A new poll released by Quinnipiac University today shows that social issues are low on the list of priorities for Florida voters for the upcoming presidential election, even though issues like reproductive rights have been a big focus in campaigns.

Researchers released polling data of three swing states in the upcoming presidential election, of which Florida is one. Quinnipac found that “despite the focus on social issues such as same-sex marriage and women’s reproductive health, these issues are lower priorities for the voters.”

The economy, unemployment and the health care law are currently polling as the most important issues to voters in Florida. Ninety percent of Floridians polled said the economy was either ”extremely important” or “very important.”

Social issues such as abortion and gay marriage, however, were considered important to only 39 percent of those polled. Women’s reproductive health issues were considered an important issue to 48 percent of the people polled.

But the issue of access to birth control has loomed large in public policy decisions during the current Republican presidential primary — particularly the Obama administration’s decision to require health insurers to cover birth control as a preventive service. A group of conservative Republicans and religious leaders have taken part in a very vocal campaign against the decision and claim it is an infringement on religious liberties. The public, however, remains largely unconvinced that expanding access to birth control is about religious freedom and not women’s health.

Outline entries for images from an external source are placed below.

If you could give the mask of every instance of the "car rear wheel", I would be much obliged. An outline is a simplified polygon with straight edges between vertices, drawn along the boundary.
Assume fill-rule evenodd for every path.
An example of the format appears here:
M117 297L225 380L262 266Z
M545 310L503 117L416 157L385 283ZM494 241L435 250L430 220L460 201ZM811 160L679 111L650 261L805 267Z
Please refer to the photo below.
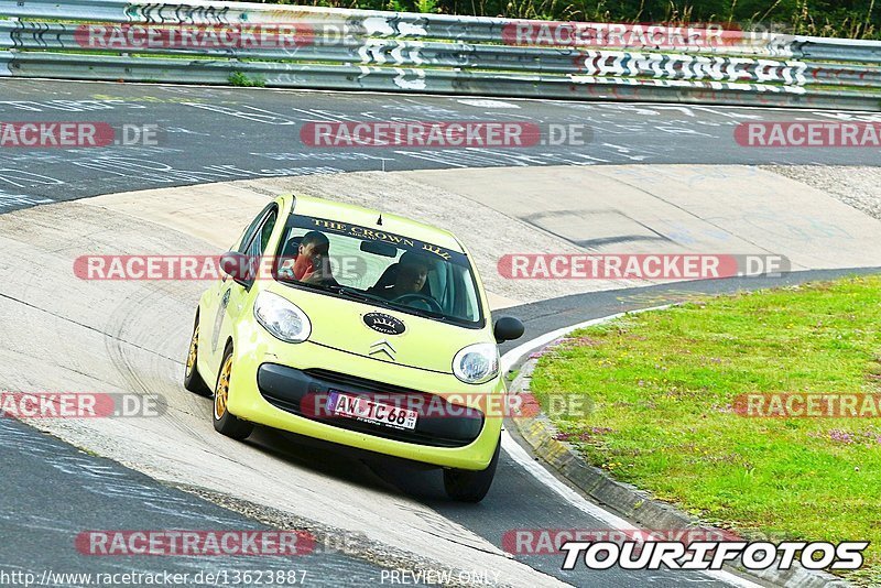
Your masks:
M465 469L445 469L444 489L447 496L459 502L480 502L489 492L492 479L496 477L496 468L499 466L499 451L502 443L496 445L496 453L487 466L487 469L477 471Z
M184 371L184 388L200 396L211 396L211 389L205 383L196 362L199 355L199 317L193 326L193 337L189 339L189 351L186 356L186 371Z
M242 440L254 429L254 425L229 412L229 382L232 379L232 346L228 345L217 374L214 389L214 428L221 435Z

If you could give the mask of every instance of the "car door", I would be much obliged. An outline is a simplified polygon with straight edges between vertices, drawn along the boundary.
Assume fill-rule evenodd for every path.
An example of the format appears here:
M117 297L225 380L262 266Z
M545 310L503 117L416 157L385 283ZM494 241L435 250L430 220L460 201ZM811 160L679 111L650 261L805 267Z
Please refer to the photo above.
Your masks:
M233 251L244 254L254 260L254 268L258 266L269 243L272 230L279 219L279 206L270 204L254 218L248 226ZM260 277L260 276L255 276ZM214 307L210 316L210 340L209 356L211 358L211 369L209 373L216 373L220 369L226 341L232 333L232 324L237 320L244 308L244 298L250 288L237 283L232 276L224 274L220 277L217 288L211 293Z

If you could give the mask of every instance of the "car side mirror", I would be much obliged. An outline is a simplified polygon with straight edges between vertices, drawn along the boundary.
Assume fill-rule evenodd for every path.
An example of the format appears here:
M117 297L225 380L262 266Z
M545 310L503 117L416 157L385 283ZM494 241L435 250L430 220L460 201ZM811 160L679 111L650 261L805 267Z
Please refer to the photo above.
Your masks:
M524 330L523 323L512 316L503 316L496 322L492 334L496 336L496 342L502 344L521 338Z
M227 251L220 255L220 269L232 277L233 282L244 287L251 287L254 283L251 260L243 253Z

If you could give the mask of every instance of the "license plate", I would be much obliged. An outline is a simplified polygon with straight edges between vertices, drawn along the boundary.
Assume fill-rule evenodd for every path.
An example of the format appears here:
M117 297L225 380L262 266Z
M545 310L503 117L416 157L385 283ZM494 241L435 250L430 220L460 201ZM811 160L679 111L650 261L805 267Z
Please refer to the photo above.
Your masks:
M416 428L416 421L418 420L416 411L374 402L365 396L345 394L336 390L330 390L329 392L327 410L335 416L355 418L393 428L411 431Z

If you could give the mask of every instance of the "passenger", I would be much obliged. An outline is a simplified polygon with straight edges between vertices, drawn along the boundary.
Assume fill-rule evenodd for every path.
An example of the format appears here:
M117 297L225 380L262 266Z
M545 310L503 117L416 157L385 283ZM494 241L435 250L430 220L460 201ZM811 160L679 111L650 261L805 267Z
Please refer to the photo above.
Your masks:
M303 236L294 259L285 260L279 268L282 277L315 285L339 285L330 272L330 241L320 231Z

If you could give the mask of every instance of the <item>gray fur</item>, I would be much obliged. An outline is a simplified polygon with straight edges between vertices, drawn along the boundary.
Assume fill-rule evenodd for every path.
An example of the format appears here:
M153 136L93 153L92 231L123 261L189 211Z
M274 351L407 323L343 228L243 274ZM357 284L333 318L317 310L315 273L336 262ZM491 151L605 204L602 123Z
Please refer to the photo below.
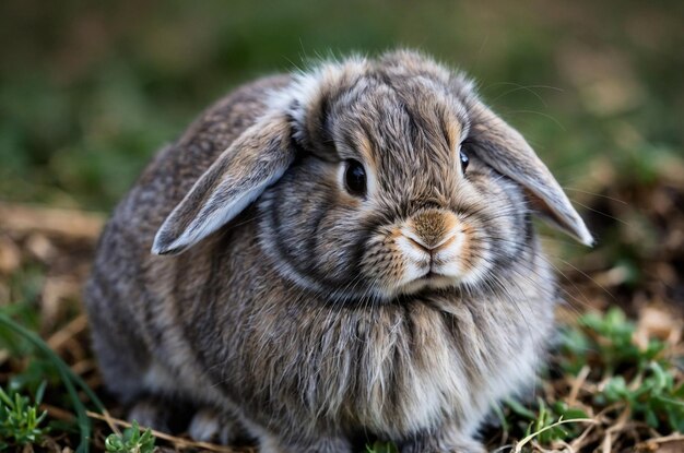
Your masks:
M103 234L86 305L108 388L190 401L205 408L194 432L221 431L201 425L213 412L267 453L350 453L364 434L482 451L481 421L533 384L553 331L526 191L585 226L479 103L461 75L397 51L263 79L210 108ZM350 158L364 198L345 192ZM214 215L247 192L253 203ZM168 255L150 253L155 236ZM411 277L425 266L446 271Z

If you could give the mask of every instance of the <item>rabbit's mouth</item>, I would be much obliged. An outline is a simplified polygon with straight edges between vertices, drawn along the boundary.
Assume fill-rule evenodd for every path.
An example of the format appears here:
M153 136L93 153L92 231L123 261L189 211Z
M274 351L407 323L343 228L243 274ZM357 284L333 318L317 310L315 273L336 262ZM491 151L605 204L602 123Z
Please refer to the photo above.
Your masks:
M415 294L425 289L445 289L452 288L458 285L459 278L452 275L445 275L429 269L424 275L398 288L398 293L404 295Z

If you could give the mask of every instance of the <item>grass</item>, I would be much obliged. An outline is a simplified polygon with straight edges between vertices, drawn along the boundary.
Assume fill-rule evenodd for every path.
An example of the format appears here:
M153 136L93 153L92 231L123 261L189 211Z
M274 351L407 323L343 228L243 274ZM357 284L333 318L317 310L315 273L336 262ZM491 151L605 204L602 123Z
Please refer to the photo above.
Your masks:
M45 384L38 388L34 404L28 396L0 388L0 450L40 443L47 433L47 429L40 427L47 412L39 412L37 405L45 393Z
M494 408L487 446L684 451L683 5L1 2L2 448L227 452L122 425L103 392L80 306L102 218L238 83L409 46L476 79L599 240L545 241L562 334L535 394Z
M150 429L141 433L140 426L133 420L122 433L109 434L105 439L105 450L110 453L152 453L155 440Z

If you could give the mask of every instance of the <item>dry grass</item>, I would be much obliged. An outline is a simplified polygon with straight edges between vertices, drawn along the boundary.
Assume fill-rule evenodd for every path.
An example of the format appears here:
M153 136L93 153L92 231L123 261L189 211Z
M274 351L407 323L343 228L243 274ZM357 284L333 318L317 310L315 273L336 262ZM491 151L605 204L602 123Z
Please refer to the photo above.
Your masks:
M676 164L668 165L667 170L658 175L656 179L636 184L610 170L600 170L599 166L593 178L595 183L590 189L592 193L573 194L587 205L588 223L597 233L600 246L592 251L570 253L575 254L570 262L558 262L568 300L558 318L562 324L571 326L576 325L580 313L622 308L636 322L633 345L645 350L649 339L662 342L664 349L658 357L673 363L670 372L679 384L684 382L681 368L684 357L684 171ZM80 307L80 287L87 275L102 224L103 216L98 214L0 204L0 310L35 329L71 370L103 396L111 418L107 424L103 416L90 413L95 421L92 448L96 451L104 449L104 438L113 429L127 426L120 420L122 408L103 392L89 347L87 322ZM554 250L554 253L566 251ZM582 332L599 345L604 342L591 329L585 326ZM0 342L4 337L1 335ZM73 422L74 415L64 402L58 380L46 372L45 363L27 349L13 346L0 349L0 385L17 378L28 386L31 380L45 379L49 384L42 408L48 412L52 429L35 448L55 452L74 449L78 437L64 428ZM491 427L485 431L492 449L605 453L684 451L681 433L659 431L636 416L628 404L609 404L598 397L613 378L622 375L634 386L647 378L646 372L634 367L611 370L605 367L606 358L601 357L600 350L588 351L583 357L586 363L569 372L568 357L563 350L553 355L550 371L538 389L539 397L546 407L565 403L579 409L590 422L564 420L564 427L574 432L565 440L554 439L542 444L538 434L523 443L526 420L511 407L506 407L503 414L508 429ZM238 451L192 442L187 437L155 434L157 445L164 449ZM32 448L23 450L28 452Z

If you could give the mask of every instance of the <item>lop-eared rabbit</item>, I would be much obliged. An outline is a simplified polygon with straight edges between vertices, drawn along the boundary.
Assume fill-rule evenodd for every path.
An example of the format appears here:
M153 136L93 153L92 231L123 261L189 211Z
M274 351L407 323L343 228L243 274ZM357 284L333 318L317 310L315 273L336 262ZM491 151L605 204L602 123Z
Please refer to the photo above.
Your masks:
M473 83L412 51L258 80L160 152L103 234L86 305L108 389L264 453L482 452L534 383L556 283L540 215L583 222Z

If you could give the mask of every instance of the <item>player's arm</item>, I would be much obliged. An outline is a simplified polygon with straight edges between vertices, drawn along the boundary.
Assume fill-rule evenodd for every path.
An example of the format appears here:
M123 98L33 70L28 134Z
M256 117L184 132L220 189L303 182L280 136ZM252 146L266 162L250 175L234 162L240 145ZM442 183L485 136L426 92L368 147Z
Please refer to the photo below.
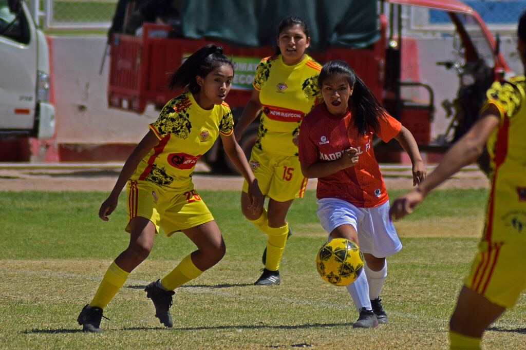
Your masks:
M311 164L300 162L301 172L306 178L323 178L352 167L358 162L358 150L350 147L343 151L341 158L328 162L317 161Z
M158 143L159 139L150 130L132 152L126 161L125 162L123 169L120 170L120 173L119 174L119 177L117 179L115 186L112 190L109 196L100 205L100 209L99 209L99 217L100 219L105 221L108 221L107 217L115 210L119 194L123 190L126 182L135 172L141 159L144 158L148 154L148 152Z
M258 116L261 109L261 104L259 101L259 91L255 89L252 92L250 99L247 102L247 105L243 109L241 117L236 123L234 133L236 135L236 139L239 141L243 130L250 125Z
M400 132L394 137L402 148L409 156L411 163L412 164L413 186L418 184L426 178L427 170L424 166L424 162L422 160L420 151L418 150L418 145L415 141L413 134L403 125Z
M490 105L471 128L446 152L437 168L418 185L418 188L397 199L389 211L391 217L401 219L411 213L433 189L462 167L471 164L480 156L492 131L498 127L500 114Z
M230 159L234 164L239 170L247 182L248 182L248 198L252 207L262 207L265 200L258 185L258 180L256 179L247 161L247 157L241 147L236 141L234 134L232 132L227 136L223 134L221 135L221 141L223 143L223 149Z

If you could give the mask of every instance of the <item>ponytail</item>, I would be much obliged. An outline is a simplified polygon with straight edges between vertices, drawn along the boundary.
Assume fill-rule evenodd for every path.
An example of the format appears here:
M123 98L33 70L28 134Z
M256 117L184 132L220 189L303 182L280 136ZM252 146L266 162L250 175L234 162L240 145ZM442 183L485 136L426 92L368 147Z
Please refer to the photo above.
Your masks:
M196 76L204 78L223 65L230 65L234 70L234 64L223 55L223 48L209 44L186 58L168 79L168 87L171 90L176 89L189 90L196 95L201 88Z
M365 135L372 129L376 132L380 129L378 118L385 120L387 113L375 94L365 85L354 69L346 62L339 60L329 61L321 68L318 77L318 85L321 89L323 81L329 76L338 75L342 77L353 88L352 95L349 98L349 105L353 108L354 127L358 133Z

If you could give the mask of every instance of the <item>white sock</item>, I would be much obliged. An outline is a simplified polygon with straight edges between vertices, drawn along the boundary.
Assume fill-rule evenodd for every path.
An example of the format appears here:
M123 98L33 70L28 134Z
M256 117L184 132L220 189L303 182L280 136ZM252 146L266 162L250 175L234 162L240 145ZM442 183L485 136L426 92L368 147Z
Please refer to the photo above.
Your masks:
M363 264L365 274L367 276L367 282L369 283L369 295L371 300L374 300L380 297L380 292L382 291L383 281L387 276L387 260L383 264L383 267L379 271L371 270L367 264Z
M352 301L354 302L357 311L359 312L360 309L362 307L365 307L368 310L372 310L371 300L369 297L369 284L363 270L358 277L347 285L346 288L349 294L352 297Z

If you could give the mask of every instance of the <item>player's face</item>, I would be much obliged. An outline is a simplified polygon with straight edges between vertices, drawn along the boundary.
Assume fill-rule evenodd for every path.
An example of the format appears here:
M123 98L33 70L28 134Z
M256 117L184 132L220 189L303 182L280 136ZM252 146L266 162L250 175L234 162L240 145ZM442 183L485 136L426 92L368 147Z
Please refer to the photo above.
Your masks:
M347 79L340 75L329 75L325 78L321 85L321 95L329 113L341 116L347 111L352 88Z
M195 96L198 104L205 109L211 109L214 105L220 105L232 87L234 69L228 64L215 68L206 77L196 77L201 90Z
M305 49L310 43L310 38L305 35L301 26L295 24L283 29L278 36L277 42L284 62L291 66L303 59Z

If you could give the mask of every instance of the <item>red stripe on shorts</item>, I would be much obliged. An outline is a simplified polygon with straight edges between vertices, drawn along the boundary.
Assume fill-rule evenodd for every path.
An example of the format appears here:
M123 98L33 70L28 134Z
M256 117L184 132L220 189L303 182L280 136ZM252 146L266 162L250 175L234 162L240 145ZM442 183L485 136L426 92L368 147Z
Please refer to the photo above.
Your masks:
M488 274L488 277L486 277L486 282L484 283L484 285L482 287L482 290L481 291L481 294L484 294L486 292L486 289L488 288L488 284L490 283L490 280L491 279L491 276L493 275L493 270L495 269L495 265L497 264L497 261L499 260L499 253L500 253L500 248L502 246L502 243L499 243L495 244L495 254L493 254L493 263L491 264L491 267L490 269L489 273Z
M307 189L307 182L309 181L309 179L307 178L304 178L303 181L301 181L301 187L299 190L299 198L303 198L303 196L305 195L305 190Z

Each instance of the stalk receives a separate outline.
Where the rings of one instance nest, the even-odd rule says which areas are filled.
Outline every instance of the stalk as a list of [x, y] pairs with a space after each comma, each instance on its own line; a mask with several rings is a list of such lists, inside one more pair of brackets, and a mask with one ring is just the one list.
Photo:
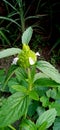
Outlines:
[[22, 0], [20, 0], [19, 8], [20, 8], [21, 29], [22, 29], [22, 33], [23, 33], [25, 31], [25, 19], [24, 19]]

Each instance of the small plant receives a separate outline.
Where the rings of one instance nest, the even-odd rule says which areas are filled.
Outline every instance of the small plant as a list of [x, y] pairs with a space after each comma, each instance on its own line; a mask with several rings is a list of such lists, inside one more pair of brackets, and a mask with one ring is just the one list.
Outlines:
[[[60, 73], [50, 63], [37, 60], [40, 54], [28, 45], [32, 33], [31, 27], [23, 33], [22, 49], [0, 52], [0, 58], [17, 54], [5, 80], [0, 82], [0, 91], [10, 92], [7, 98], [1, 97], [1, 130], [47, 130], [60, 116]], [[14, 128], [18, 120], [18, 128]]]

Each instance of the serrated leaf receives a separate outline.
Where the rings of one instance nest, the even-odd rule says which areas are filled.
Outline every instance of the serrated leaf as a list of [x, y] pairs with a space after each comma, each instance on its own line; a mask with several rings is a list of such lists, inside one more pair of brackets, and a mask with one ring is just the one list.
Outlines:
[[28, 119], [23, 120], [20, 127], [24, 130], [37, 130], [36, 125]]
[[60, 116], [60, 100], [57, 102], [52, 102], [51, 105], [49, 106], [50, 108], [55, 108], [57, 111], [57, 116]]
[[47, 61], [38, 61], [36, 67], [49, 78], [60, 84], [60, 73]]
[[0, 108], [0, 127], [8, 126], [21, 118], [27, 111], [28, 96], [16, 92], [4, 102]]
[[56, 83], [51, 78], [39, 78], [34, 82], [35, 86], [43, 86], [43, 87], [60, 87], [60, 84]]
[[27, 91], [27, 89], [22, 85], [13, 85], [13, 86], [11, 86], [11, 88], [13, 88], [13, 90], [15, 90], [16, 92], [26, 92]]
[[29, 97], [33, 100], [39, 100], [39, 96], [35, 90], [32, 90], [29, 92]]
[[31, 27], [27, 28], [26, 31], [24, 31], [22, 35], [22, 43], [23, 44], [28, 44], [31, 40], [33, 30]]
[[60, 117], [56, 118], [54, 122], [53, 130], [60, 130]]
[[38, 130], [46, 130], [46, 126], [47, 126], [47, 122], [44, 122], [44, 123], [38, 128]]
[[55, 120], [55, 117], [57, 115], [57, 112], [56, 110], [53, 108], [53, 109], [50, 109], [50, 110], [47, 110], [45, 111], [43, 114], [41, 114], [41, 116], [39, 116], [39, 118], [37, 119], [37, 127], [40, 127], [40, 125], [42, 125], [44, 122], [47, 122], [47, 126], [46, 128], [49, 128], [54, 120]]
[[42, 96], [40, 98], [40, 102], [42, 102], [43, 107], [47, 107], [49, 105], [49, 98], [47, 98], [46, 96]]
[[30, 103], [30, 105], [28, 107], [28, 116], [29, 117], [32, 117], [35, 114], [36, 109], [37, 109], [38, 106], [39, 106], [39, 102], [31, 101], [31, 103]]
[[21, 49], [19, 49], [19, 48], [8, 48], [5, 50], [2, 50], [2, 51], [0, 51], [0, 59], [18, 54], [18, 53], [20, 53], [20, 51], [21, 51]]
[[53, 99], [56, 99], [56, 95], [57, 95], [57, 91], [56, 89], [49, 89], [47, 92], [46, 92], [46, 95], [48, 98], [53, 98]]

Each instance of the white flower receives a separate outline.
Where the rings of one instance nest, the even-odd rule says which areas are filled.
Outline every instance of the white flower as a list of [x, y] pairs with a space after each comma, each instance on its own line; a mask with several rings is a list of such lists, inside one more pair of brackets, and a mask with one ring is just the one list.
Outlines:
[[31, 57], [29, 57], [29, 63], [30, 63], [30, 65], [34, 65], [35, 64], [35, 62], [33, 61], [33, 59]]
[[13, 59], [13, 62], [12, 62], [12, 65], [16, 65], [16, 64], [17, 64], [18, 59], [19, 59], [18, 57], [14, 58], [14, 59]]
[[40, 56], [39, 52], [36, 52], [36, 56]]

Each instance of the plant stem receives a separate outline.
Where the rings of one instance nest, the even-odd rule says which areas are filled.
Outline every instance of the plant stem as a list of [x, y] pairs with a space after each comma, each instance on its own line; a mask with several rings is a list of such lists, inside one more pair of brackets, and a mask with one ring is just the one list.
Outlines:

A few weeks ago, seven states, including Florida, filed a lawsuit against the federal government over the birth control mandate, claiming it violates citizens’ First Amendment rights.

The poll also found that Obama has currently has an edge in Florida for the upcoming election. The president tops presidential candidates Mitt Romney 49-42 percent and Rick Santorum 50-37 percent.

Women, in particular, “back the president over Romney or Santorum by 6 to 19 percentage points in the three states,” Quinnipiac found.